Hannibal Alkhas was an Assyrian artist who worked with such media as painting, sculpture and books. His paintings were made in a figurative art style.
Background
Hannibal Alkhas was born on June 16, 1930, in Kermanshah city, Islamic Republic of Iran. He was a son of Addai Alkhas, a famous Assyrian writer who founded Assyrian literary magazine called Gilgamesh.
Among the notable relatives of the painter are his uncle, John Alkhas, an Assyrian poet and his brother, a moviemaker Marduk Alkhas.
Hannibal Alkhas was raised in Kermanshah, Ahwaz and Tehran.
Education
Hannibal Alkhas received his first drawing lessons as a child in Iran.
At the age of twenty-one, Alkhas moved to the United States in order to pursue his education at the Loyola University of Chicago, Illinois where he had studied philosophy for three years.
In 1953, to continue his artistic training, Hannibal entered the School of the Art Institute of Chicago which he had attended till 1958. At the institution, the Hannibal Alkhas received his Bachelor of Arts and Master of Arts degrees.
Career
Hannibal Alkhas became a professor at the Tehran School of Fine Arts in 1959 after his father’s death. At the institution, the artist taught painting, drawing, and art history for four years. While at the School, he also founded an art gallery called Gilgamesh which gathered young and talented Iranian artists.
In 1963, Alkhas returned to the United States and occupied a teaching position at the Monticello College in Illinois. Later, he became its chairman of the art department. This American stint had lasted six years.
After, Hannibal Alkhas came back again to his native Iran. There, he began to teach at the Tehran University and had held this post for the following eleven years.
In 1992, the artist gained one more teaching post, the one at the Islamic Azad University in Iran. Despite his teaching activity at the universities, he also gave private lessons and contributed to the different Iranian periodicals.

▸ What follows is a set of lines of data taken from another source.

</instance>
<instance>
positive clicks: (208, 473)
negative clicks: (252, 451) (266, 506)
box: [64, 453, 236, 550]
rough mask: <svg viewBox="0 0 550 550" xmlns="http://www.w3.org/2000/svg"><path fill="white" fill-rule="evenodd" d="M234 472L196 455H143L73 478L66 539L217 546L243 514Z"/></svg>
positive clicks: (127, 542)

Besides, Hannibal Alkhas illustrated a lot of books, wrote many poems in Assyrian as well as translated a huge number of writings into the language and from it. Alkhas’s own writings in Assyrian appeared only when he was forty. Among his brilliant examples in this field are the translation from Persian of one his poems named White Friend, Black Friend and the famous popular tale by a Russian poet Alexander Pushkin called The Fisherman and the Gold Fish translated by the artist into Assyrian.
Hannibal Alkhas also transmitted his art knowledge at the Assyrian Civic Club of Turluck and the University of California at Berkeley and Los Angeles.